Overview
Relationships are the connective tissue of Segflow’s strategic system. They define how bets (initiatives) and metrics (outcomes) influence each other — forming the structural backbone for how strategy is analysed, visualised, and reasoned about.
Every Flow Board is built on these relationships. They turn isolated data points into a system of cause and effect, enabling teams to move from observation to understanding — and from intuition to structured reasoning.
Relationships are what make the Strategy Graph intelligent — they transform static plans and metrics into a dynamic, analysable network.
Why Relationships Matter
Without relationships, bets and metrics exist as disconnected artifacts. You can see what is happening, but not why.
By defining relationships, you:
- Connect effort to impact
- Understand dependencies across initiatives
- Reveal feedback loops that create compounding growth
- Provide the foundation for all strategic analyses
- Preserve coherence between distributed boards
Relationships make the invisible visible — describing how strategy actually works beneath the surface.
Types of Relationships
Relationships describe directional influence between entities. Each has a source, a target, and a type that defines the nature of influence.
| Type | Description | Example |
|---|---|---|
| Bet → Metric | A bet contributes to or affects a metric. | “Improve onboarding increases signup conversion.” |
| Metric → Metric | One metric influences another — basis for causal and driver analyses. | “Activation rate drives retention rate.” |
| Bet → Bet | One initiative enables or depends on another. | “Infrastructure upgrade enables mobile relaunch.” |
| Metric → Bet | A metric constrains or enables progress on an initiative. | “API uptime enables performance improvements.” |
Relationship Attributes
Each relationship type carries specific analytical attributes, determined by the kinds of entities it connects. Segflow automatically adjusts what metadata and analyses apply based on whether you’re connecting bets, metrics, or both.
1. Bet → Metric
Describes how an initiative (Bet) is expected to influence an outcome (Metric). Used in Bet Impact Analysis and Growth Loop Analysis.
Attributes
- Impact Direction:
positive,negative,neutral - Confidence Level:
low,medium,high - Reach: estimated proportion of users or systems affected
- Lag: expected delay between cause and effect
- Relationship Type:
contributes_to,drives,enables,blocks,depends_on
2. Metric → Metric
Describes correlative relationships between outcomes. Used in Driver Analysis and Growth Loop Analysis.

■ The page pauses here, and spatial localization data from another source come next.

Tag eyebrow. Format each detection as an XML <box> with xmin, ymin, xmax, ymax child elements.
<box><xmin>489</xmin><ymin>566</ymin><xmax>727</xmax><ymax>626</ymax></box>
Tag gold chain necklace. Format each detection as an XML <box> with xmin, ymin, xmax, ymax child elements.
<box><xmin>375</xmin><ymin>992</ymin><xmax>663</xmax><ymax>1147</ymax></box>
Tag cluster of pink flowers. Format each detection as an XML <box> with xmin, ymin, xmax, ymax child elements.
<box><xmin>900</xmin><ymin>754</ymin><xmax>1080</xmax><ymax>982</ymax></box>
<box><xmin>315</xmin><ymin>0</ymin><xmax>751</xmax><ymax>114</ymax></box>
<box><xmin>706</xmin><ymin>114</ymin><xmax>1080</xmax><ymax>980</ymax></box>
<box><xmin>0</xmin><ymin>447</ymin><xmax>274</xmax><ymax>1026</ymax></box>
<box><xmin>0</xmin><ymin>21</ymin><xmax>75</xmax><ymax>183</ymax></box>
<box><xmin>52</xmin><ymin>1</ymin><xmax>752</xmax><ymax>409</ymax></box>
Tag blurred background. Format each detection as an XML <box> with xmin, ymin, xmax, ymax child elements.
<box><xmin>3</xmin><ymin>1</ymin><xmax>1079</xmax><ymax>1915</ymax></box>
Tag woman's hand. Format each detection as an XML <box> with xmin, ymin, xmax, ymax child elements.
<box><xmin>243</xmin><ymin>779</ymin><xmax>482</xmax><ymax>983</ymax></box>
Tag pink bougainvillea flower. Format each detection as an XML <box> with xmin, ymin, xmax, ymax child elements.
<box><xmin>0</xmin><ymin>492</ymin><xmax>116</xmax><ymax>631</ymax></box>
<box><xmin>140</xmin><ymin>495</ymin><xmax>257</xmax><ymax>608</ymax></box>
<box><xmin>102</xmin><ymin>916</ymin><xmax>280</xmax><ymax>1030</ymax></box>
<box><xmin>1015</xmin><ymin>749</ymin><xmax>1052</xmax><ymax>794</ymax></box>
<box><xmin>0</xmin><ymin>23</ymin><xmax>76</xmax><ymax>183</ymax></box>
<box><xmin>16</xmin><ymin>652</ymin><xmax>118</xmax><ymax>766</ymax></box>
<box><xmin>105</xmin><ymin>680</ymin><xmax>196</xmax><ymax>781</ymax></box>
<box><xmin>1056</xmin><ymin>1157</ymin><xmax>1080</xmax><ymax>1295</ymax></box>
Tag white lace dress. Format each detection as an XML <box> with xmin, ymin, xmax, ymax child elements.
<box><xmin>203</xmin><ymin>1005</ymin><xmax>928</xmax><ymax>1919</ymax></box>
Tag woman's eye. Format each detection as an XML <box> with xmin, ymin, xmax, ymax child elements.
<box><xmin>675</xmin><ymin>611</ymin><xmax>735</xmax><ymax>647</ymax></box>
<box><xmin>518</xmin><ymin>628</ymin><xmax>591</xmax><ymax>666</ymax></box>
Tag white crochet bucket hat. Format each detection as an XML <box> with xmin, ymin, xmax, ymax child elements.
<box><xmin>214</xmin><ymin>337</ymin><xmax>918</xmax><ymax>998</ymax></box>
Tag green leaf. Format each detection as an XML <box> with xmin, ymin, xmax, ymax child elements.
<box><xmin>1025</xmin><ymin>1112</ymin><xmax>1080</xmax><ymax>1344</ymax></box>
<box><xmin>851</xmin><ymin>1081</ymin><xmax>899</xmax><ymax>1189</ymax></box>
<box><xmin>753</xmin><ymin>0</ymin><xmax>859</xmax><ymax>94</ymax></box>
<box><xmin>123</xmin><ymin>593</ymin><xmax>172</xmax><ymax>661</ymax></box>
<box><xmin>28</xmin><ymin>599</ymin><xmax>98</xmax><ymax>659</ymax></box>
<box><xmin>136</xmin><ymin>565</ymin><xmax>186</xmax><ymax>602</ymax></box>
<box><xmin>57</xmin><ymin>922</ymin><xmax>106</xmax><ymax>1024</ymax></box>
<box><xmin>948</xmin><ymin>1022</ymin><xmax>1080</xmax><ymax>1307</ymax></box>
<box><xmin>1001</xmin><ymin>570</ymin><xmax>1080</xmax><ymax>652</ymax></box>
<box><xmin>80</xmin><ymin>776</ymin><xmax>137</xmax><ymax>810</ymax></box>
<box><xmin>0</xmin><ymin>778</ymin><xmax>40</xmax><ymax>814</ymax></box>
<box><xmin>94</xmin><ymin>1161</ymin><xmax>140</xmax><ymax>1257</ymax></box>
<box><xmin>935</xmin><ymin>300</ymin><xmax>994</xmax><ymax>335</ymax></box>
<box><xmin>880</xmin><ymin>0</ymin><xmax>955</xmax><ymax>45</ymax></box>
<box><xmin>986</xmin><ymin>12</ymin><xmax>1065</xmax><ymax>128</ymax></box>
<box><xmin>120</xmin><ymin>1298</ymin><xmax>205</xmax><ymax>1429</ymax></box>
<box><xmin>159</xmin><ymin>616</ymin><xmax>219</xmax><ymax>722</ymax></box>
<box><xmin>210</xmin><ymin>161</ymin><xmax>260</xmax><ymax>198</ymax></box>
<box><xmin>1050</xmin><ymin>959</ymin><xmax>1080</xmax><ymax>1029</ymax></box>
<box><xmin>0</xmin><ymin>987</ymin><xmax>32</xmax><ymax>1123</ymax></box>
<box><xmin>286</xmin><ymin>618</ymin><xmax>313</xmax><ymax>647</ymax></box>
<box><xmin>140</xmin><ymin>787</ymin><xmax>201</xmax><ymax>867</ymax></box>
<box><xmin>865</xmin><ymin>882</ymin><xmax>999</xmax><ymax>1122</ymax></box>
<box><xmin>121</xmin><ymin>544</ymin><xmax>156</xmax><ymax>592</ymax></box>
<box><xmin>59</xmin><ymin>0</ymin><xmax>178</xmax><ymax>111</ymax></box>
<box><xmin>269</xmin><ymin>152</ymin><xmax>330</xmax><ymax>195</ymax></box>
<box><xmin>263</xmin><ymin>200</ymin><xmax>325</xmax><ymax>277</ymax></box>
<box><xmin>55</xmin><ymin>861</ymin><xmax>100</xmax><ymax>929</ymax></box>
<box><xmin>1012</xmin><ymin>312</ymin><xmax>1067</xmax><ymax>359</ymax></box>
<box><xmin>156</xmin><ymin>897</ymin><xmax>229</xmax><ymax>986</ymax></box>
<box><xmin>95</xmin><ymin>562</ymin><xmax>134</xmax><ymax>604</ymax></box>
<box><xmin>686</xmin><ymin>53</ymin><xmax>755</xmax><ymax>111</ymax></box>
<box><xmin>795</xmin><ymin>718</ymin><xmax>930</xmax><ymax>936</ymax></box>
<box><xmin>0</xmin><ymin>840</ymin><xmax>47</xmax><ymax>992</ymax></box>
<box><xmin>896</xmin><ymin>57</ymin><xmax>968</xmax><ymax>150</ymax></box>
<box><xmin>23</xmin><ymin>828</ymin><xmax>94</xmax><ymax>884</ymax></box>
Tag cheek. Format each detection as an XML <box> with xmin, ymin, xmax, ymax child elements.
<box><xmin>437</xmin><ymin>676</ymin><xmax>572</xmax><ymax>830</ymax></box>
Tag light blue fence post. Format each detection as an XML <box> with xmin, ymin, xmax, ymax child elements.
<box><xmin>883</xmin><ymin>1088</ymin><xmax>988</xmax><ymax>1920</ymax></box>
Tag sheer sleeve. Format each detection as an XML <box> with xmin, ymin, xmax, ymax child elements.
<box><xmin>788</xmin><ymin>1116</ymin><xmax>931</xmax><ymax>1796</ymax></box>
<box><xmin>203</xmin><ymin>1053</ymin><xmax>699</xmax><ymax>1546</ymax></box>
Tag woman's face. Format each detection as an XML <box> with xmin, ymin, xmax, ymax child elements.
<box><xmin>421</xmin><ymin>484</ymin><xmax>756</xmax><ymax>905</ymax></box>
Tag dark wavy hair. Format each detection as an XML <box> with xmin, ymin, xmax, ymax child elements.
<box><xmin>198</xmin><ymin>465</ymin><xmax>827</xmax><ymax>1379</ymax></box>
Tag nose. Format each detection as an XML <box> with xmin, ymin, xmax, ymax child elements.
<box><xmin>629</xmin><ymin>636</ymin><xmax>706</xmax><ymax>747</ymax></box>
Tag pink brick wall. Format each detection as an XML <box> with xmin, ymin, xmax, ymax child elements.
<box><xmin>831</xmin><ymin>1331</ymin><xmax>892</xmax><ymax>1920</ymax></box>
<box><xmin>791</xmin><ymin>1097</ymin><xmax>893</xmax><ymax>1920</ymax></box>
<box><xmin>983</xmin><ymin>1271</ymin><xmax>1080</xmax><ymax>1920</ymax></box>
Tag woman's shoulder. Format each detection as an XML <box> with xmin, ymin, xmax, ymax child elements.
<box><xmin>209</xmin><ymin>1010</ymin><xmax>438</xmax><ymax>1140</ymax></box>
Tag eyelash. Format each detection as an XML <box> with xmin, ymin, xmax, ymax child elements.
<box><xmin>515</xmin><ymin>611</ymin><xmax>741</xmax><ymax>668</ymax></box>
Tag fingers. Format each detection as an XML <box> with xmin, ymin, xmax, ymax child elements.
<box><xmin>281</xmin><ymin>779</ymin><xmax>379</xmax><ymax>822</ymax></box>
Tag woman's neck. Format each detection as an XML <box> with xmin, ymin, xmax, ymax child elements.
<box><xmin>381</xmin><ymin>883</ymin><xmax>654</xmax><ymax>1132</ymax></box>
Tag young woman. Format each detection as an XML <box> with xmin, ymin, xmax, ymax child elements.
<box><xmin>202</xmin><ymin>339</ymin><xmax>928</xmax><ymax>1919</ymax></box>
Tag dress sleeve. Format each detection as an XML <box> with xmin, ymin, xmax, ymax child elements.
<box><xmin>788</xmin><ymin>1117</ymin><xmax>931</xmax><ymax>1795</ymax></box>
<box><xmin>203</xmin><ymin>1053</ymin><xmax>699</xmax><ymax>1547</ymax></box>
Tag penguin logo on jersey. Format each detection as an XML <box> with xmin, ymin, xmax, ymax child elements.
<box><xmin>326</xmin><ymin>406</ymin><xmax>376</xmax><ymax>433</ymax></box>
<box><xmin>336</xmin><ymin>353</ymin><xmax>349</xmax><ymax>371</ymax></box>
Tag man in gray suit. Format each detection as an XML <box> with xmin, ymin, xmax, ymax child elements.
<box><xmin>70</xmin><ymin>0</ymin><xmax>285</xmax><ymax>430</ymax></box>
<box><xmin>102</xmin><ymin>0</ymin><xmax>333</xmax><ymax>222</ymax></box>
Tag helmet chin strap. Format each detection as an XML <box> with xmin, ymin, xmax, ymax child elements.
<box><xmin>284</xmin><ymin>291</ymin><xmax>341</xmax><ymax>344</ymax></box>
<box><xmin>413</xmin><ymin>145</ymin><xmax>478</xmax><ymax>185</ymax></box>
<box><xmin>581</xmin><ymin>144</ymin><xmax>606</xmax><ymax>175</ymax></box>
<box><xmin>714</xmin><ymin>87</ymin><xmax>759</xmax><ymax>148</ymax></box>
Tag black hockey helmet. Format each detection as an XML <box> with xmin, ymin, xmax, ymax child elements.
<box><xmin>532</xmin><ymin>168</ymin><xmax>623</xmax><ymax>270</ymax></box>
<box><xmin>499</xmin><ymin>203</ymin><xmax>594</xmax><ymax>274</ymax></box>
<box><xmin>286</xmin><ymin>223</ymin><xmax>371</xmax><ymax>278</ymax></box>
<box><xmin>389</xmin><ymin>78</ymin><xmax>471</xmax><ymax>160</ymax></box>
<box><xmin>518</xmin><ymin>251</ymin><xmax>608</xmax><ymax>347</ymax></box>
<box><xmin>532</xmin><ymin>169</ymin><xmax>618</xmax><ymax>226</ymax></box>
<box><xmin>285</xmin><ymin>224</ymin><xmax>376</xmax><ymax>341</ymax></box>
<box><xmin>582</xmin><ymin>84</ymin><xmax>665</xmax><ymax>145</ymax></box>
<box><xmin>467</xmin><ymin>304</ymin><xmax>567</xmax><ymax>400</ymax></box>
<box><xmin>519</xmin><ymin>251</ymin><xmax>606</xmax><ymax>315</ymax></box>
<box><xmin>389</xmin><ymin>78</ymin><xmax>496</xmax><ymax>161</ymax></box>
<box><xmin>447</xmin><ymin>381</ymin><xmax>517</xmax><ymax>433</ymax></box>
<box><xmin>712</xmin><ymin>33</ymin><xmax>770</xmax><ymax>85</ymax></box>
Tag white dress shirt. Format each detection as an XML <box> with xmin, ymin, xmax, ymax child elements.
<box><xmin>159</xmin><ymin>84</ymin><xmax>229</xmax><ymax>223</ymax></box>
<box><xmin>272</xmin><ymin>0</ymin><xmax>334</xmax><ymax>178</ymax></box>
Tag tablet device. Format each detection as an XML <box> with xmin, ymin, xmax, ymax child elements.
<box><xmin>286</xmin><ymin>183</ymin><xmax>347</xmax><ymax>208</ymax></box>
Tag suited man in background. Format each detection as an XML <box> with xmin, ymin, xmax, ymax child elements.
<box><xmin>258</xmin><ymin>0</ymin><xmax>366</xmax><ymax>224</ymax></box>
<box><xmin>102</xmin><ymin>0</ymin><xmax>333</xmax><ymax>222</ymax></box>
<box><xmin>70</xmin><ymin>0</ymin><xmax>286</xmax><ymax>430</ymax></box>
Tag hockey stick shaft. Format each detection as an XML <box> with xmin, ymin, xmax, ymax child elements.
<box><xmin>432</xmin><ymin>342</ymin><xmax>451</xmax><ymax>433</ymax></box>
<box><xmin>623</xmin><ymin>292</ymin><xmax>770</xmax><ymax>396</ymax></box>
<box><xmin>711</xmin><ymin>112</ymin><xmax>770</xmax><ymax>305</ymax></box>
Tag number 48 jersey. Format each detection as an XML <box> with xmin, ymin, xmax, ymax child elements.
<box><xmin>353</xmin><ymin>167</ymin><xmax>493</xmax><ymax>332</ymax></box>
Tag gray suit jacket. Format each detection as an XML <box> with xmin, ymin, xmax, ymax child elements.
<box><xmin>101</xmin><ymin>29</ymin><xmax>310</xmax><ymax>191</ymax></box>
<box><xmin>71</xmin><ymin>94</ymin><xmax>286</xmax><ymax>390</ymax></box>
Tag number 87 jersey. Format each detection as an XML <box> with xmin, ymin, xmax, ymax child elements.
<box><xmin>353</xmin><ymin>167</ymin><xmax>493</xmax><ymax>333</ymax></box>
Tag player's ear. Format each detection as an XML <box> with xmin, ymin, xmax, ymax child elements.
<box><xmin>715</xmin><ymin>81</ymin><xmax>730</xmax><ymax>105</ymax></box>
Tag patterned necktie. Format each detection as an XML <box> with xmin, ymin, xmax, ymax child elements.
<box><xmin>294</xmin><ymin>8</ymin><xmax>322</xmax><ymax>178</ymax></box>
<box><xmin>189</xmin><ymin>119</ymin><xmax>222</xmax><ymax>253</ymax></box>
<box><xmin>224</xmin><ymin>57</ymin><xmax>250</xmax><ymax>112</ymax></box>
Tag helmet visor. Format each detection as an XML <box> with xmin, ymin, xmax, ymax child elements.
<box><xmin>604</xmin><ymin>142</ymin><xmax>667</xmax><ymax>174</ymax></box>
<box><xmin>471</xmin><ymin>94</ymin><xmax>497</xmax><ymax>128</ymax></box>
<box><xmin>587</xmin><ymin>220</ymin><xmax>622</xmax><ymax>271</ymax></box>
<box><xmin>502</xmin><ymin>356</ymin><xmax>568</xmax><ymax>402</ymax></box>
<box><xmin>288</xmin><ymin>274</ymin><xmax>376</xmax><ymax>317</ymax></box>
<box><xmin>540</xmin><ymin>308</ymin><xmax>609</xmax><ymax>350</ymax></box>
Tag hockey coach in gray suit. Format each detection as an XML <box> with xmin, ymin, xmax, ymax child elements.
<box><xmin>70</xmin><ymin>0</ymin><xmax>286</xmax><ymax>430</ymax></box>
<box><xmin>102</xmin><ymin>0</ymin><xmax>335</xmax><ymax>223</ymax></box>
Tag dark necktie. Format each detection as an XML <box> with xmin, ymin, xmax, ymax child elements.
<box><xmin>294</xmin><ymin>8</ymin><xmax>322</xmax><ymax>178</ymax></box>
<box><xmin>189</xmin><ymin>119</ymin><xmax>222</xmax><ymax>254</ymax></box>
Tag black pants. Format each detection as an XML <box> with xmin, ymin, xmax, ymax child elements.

For metric-to-metric links, the Pearson correlation helps Segflow measure analytical confidence — distinguishing perceived influence from actual data correlation.
3. Bet → Bet
Describes dependencies or sequencing between initiatives. Used for roadmap coherence, cross-team coordination, and dependency mapping.
Attributes
- Type:
depends on,blocks,enables,affects,leads to,correlates with,aligns with,contributes to,maps to,part of,produces,consumes,mitigates,duplicates - Confidence: optional — qualitative (based on delivery risk)
- Lag: optional — may represent project sequencing
How Relationships Power the System
1. Analytical Foundation
Relationships define the logic for all Strategic Analyses — powering calculations of impact strength, correlation, and systemic influence.
2. Cross-Board Integration
A bet or metric can appear in multiple Flow Boards. Segflow unifies its relationships across contexts to provide a 360° view of its system role.
3. Strategy Graph
All relationships form the Strategy Graph — a living, organisation-wide map of causes, effects, and dependencies that Segflow uses to detect conflicts, overlaps, and leverage points.
Relationship Management
When viewing any bet or metric, you can inspect all its relationships across all boards.
This view helps teams:
- Understand an initiative’s system context
- Identify which metrics or bets it touches across teams
- Spot dependency risks early
- Trace how one change cascades through related metrics
All relationships are two-way visible — if a bet connects to a metric, that same link is visible when viewing the metric. This ensures transparency and coherence.
Avoiding Conflicts Between Boards
As organisations scale, multiple teams may work with overlapping metrics or initiatives. Without unified relationships, this leads to fragmentation.
Segflow prevents this by:
- Recognising duplicate entities across boards
- Unifying relationships into a single source of truth
- Highlighting divergent assumptions
- Providing visibility into dependencies across teams
Best Practices
- Be explicit about intent. Define if the relationship is causal, enabling, or blocking.
- Use confidence and lag. These make analyses statistically meaningful.
- Review quarterly. Validate assumptions as data evolves.
- Avoid redundancy. Each relationship should represent a distinct influence.
- Encourage shared context. If multiple teams affect the same metric, align on relationship structure.
Summary
Relationships between bets and metrics form the foundation of Segflow’s strategic intelligence. They link effort to impact and describe how your strategy behaves as a system.
By mapping these relationships — within and across Flow Boards — Segflow constructs a Strategy Graph that powers every analysis, quantifies influence, and keeps your organisation’s strategy coherent, measurable, and alive.